On May 29, 2001, Dr. James L. Wayman of San Jose State University visited RAND's Washington, D.C. office to lead a seminar on the testing of biometric technologies. He focused special attention on biometric product testing sponsored by the United Kingdom's Communications Electronics Security Group (CESG), the results of which were published in March 2001 (Biometric Product Testing Final Report, National Physical Laboratory, 19 Mar. 2001). CESG's testing covered six different technologies: facial recognition, fingerprint, hand geometry, iris scanning, hand vein, and voice recognition.

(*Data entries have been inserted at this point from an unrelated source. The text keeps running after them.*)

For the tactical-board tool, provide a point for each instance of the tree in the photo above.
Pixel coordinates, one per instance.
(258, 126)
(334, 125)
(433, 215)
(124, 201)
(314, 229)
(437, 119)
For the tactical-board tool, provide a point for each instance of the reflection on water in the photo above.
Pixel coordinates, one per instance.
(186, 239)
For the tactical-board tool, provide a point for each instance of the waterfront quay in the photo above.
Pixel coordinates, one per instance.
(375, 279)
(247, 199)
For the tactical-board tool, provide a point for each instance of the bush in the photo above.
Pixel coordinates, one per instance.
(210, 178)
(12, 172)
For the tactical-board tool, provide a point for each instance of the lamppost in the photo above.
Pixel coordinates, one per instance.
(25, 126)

Dr. Wayman began his seminar by explaining various problems typically encountered with testing biometric products with standard protocols due to the difficulties of implementing them across biometric technologies and devices and comparing results. He described a "best practices" method that looks at a number of definable variables, including:

  • "failure to enroll"
  • "failure to acquire"
  • "false match"
  • "false non-match"
  • the trade-off between matching errors (false accept/reject rates and Detection Error Trade-Off (DET))
    throughput rates of users (transaction time with local processing and local matching)
  • the sensitivity of the systems' performance to environmental conditions, and
  • the differences in performance over different classes of users which can be measured and compared regardless of the device or type of technology used

The CESG's method controlled for other factors, such as the testing environment, by providing the best possible testing conditions.

Dr. Wayman stressed that despite using the best practices method, comparisons among biometric products are difficult, especially outside the lab. For example, within the fingerprint technology, three products were tested, and significant differences in performance resulted depending on which algorithm was used. Likewise, the speaker recognition was performed using a single handset and a dedicated line with no background noise, thus making comparisons with more realistic studies where different users use different handsets or studies using wireless technology very difficult. Additionally, the CESG testing did not evaluate other important factors such as security, vulnerability, or user acceptance.

Seminar participants included representatives from RAND, MITRE, the Defense Logistics Agency, and the Naval Research Laboratory (NRL).